In the most common cases, the BC code is called from a Managed bean (MB) whose execution was originated by an HTTP request made by the web browser. In such cases, there is an active Requestcontext that allows you to use the @Inject
.
The problem is that the job runs on a separate thread, which has no access to a context. To solve this, you must pass the BC to the job and, within the job, create a request context.
The class that creates the job must inject the BC and a Requestcontext; when creating the job, these objects must be passed to the job through a Jobdatamap:
@BusinessController
public class Agendador {
@Inject
private MinhaClasseBC meuObjetoBC;
@Inject
private BoundRequestContext requestContext;
public void agendaJob() throws SchedulerException {
JobDataMap jobData = new JobDataMap();
jobData.put("requestContext", requestContext);
jobData.put("bc", meuObjetoBC);
JobDetail job = newJob(ClasseDoJob.class)

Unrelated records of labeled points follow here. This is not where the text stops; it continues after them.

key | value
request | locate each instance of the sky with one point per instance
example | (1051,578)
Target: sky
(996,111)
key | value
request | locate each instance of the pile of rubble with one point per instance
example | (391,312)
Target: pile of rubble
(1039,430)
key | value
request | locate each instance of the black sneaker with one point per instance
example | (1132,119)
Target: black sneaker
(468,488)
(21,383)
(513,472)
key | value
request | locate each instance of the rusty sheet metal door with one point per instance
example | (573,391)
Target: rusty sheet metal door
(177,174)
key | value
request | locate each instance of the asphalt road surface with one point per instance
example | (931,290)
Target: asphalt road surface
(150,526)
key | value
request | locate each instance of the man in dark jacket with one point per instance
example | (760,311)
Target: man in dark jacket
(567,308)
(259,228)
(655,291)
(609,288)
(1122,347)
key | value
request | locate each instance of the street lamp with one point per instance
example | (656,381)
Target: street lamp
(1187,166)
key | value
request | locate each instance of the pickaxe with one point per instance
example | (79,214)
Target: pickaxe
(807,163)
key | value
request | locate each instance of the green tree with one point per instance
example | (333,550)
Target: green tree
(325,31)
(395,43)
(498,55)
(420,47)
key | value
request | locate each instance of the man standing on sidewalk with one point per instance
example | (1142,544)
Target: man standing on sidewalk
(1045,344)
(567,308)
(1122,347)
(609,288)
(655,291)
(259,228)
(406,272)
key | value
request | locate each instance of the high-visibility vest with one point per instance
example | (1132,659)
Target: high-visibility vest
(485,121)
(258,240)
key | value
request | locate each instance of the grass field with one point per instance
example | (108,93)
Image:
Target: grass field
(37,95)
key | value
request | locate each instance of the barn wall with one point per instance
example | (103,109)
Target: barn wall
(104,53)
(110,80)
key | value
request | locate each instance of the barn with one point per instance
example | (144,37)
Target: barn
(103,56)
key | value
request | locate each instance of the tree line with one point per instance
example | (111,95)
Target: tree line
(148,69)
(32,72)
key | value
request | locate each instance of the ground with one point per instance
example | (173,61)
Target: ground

.withIdentity("id", "grupo")
.setJobData(jobData)
.build();
// aqui vem o código da trigger e do agendamento
}
}
The job class then takes these objects and creates the context before calling the BC (and destroys after the call):
public class ClasseDoJob implements Job {
@Override
public void execute(JobExecutionContext jobContext) throws JobExecutionException {
JobDataMap jobData = jobContext.getJobDetail().getJobDataMap();
BoundRequestContext ctx = (BoundRequestContext)jobData.get("requestContext");
MinhaClasseBC bc = (MinhaClasseBC)jobData.get("bc");
ctx.associate(new HashMap<String, Object>());
ctx.activate();
bc.metodoQueFazAlgumaCoisa();
ctx.invalidate();
ctx.deactivate();
}
}
Yeah, my case is EE. I understand that there are trade-offs: you need to have the application URL, and the URL may vary according to the deployment environment (testing, production, etc.); a malicious visitor who discovers the "access port" URL can perform the task more often than desired. Because of that I will keep my answer, but if I need to do something similar in the future I will consider your solution.